Amazing quality to represent this prized rarity, as just a handful are known in Mint State condition which are seldom available for collectors. The color is satin smooth medium brown on the obverse and reverse with a few traces of lighter golden-tan in areas, with no detracting specks or spots. Examination of the surfaces notes tiny flakes missing from the edge of the planchet, as part of the rolling and striking process did not quite eliminate these natural features common to copper flans of the decade. The strike is sharp on Liberty's curls and cap, along with the wreath leaves and lettering, even the dentils are well defined in most areas.
In 1796 there were two die pairings used to coin these, the first obverse die split in two horizontally, probably during the annealing process, and was used to strike a very limited number of coins, these are the famed No Pole 1796 half cent issues. A new obverse die was introduced with the pole above the truncation of Liberty, and this die pairing produced the present coin. All survivors are considered rare and desirable, and although a handful of Mint State pieces are known, demand has exceeded supply for many years. Not only is the a highly desirable date of 1796, but the rarity of this issue has long been known, with date collectors fighting over the few that turn up, along with die variety specialists and other collectors who just want something really rare and unusual. The distinctive variation between the two varieties adds to the mystic, one without the pole, the other with the pole, makes attribution downright simple. A formidable example of the 1796 With Pole half cent that any collector will long cherish.

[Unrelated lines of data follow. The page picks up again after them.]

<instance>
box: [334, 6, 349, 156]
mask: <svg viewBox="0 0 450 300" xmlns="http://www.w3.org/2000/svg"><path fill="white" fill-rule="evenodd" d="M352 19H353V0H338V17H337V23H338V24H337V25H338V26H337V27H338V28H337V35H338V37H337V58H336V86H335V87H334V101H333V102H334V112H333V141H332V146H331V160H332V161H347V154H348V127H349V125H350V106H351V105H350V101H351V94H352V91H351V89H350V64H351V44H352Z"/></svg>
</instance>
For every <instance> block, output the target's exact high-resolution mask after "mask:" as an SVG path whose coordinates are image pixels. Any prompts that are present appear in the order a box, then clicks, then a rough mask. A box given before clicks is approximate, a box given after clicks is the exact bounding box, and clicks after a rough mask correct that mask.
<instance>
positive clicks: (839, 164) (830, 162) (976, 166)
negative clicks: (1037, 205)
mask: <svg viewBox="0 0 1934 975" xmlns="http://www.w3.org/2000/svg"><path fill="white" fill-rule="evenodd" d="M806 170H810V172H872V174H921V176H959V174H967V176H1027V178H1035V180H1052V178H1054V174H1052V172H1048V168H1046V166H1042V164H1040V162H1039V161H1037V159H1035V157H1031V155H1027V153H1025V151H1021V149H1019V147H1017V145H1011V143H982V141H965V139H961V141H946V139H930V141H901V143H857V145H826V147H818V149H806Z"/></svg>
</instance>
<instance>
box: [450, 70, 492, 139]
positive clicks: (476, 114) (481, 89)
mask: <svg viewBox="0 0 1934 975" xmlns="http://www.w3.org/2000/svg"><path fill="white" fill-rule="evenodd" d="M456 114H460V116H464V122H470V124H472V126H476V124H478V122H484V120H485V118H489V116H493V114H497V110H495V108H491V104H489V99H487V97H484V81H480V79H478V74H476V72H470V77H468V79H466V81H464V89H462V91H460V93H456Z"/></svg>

Numismatic Reflections by Q. David Bowers
The 1796 half cent has been an honored rarity ever since numismatics became widely popular in the 1850s. Since then the appearance of a 1796, With Pole as here, or Without Pole, has been a special occasion and in our own generation a very special happening.
There is much to read about 1796 half cents in the literature. Although the pedigree of this specimen is not known, the chances are fairly good that it was among the early American copper coins found in English cabinets by American dealers and collectors who visited there in the late 19th and early 20th centuries. The Chapman brothers, Henry Miller, and others routinely went to England to buy American coins. In the 1790s there was little domestic interest in numismatics, and the survival of a 1796 half cent or any other coin was a matter of rare chance. On the other hand, in England numismatics was dynamic, copper coins in particular were in great demand (epitomized by the countless tokens struck for collectors and connoisseurs), and federal American coins were sought. After all, the United States had been a British colony just a short time before.
When I first saw this coin in May of this year I became very excited and examined it closely, even doing a video clip on it. Today as I write these words my enthusiasm is still unbounded. Here indeed is a rarity for the ages.
PCGS Population: 1; none finer within designation.
From the Werner Family Collection of 1796 Coinage.